In October 2025, the paper "Weight Decay may matter more than muP for Learning Rate Transfer in Practice" (arXiv:2510.19093) argued that for the bulk of typical large-language-model training runs, it is decoupled weight decay rather than the muP parametrization itself that stabilizes the update dynamics of internal representations across widths, facilitating learning rate transfer[^18]. The paper does not contradict the theoretical content of muP but suggests that the practical "where does learning-rate transfer come from?" attribution is more subtle than it first appears: muP guarantees the right scaling in the infinite-width limit, but in finite-width practice the contribution of weight decay is significant, and indeed a properly tuned weight-decay setting can produce learning-rate transfer under standard parametrization as well[^18].
A related line of empirical work argues that all parameterizations (not just muP) can be induced to achieve hyperparameter transfer if the per-layer learning rate prescription is right, and that for some setups a tuned per-layer SP recipe can match or exceed muP[^7][^19]. Other contemporary papers have studied learning-rate transfer across the "token horizon" (the number of training tokens), and observed that the optimal learning rate is not invariant to training duration even when widthwise muP is applied; this has motivated further extensions and recipes[^20].
In addition to these empirical critiques, muP has several practical limitations[^9].

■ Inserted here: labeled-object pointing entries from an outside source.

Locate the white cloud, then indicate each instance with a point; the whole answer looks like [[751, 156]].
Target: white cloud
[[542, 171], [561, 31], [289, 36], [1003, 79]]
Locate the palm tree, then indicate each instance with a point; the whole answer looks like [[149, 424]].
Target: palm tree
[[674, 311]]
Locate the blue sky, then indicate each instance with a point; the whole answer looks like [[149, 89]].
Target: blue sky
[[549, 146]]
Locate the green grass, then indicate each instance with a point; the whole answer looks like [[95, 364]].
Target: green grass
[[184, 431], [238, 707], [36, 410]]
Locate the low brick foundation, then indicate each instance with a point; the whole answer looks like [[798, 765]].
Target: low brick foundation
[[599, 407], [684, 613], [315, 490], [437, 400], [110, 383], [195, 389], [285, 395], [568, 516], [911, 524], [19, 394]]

Finally, muP's theoretical derivations rely on assumptions about the geometric alignment of layer inputs, weights, and gradient updates that, in practical training runs, hold cleanly only at the start of training. The most recent theoretical work (Bordelon et al.; Ghosh et al., "Understanding the Mechanisms of Fast Hyperparameter Transfer", 2025) seeks to extend the analysis beyond initialization[^15][^21].

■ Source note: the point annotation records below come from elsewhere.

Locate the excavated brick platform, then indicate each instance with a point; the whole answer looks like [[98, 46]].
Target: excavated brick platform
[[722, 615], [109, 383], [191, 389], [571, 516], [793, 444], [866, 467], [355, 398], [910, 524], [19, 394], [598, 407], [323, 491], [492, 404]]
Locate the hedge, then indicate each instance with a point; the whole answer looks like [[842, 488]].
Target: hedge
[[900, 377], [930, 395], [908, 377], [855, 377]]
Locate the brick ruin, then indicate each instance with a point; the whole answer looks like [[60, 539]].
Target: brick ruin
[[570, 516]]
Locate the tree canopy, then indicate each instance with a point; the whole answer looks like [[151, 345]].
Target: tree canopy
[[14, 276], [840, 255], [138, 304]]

muP is not the only attempt to make training large neural networks more predictable.
Scaling laws, beginning with the Kaplan et al. paper "Scaling Laws for Neural Language Models" (which is canonical in the literature)[^22], and continuing with the "Chinchilla" compute-optimal analysis by Hoffmann et al.[^23], focus on the question "given a compute budget, how should I split it between model size and tokens?", whereas muP focuses on the orthogonal question "how do I choose hyperparameters that remain optimal as I scale?". The two approaches are complementary; scaling laws assume that the hyperparameters used at each scale are reasonably optimal, and muP is one way to make that assumption justified[^5][^6].
NTK parameterization, in contrast to muP, is the unique stable parametrization in which the infinite-width limit is a fixed kernel-regression model and the network does not learn features. NTK is mathematically convenient for some analyses but the corresponding training dynamics are not what large language models actually do; in particular, transfer learning and pretraining presuppose feature learning, which muP supplies and NTK does not[^1][^8].
Unit Scaling, the technique combined with muP in u-muP, is another scale-invariance discipline whose goal is to keep tensor magnitudes near one throughout training, primarily to enable low-precision (FP8) training[^16]. It is concerned with numerical scales, not with hyperparameter transfer per se, but as the u-muP paper notes, the two concerns mesh naturally.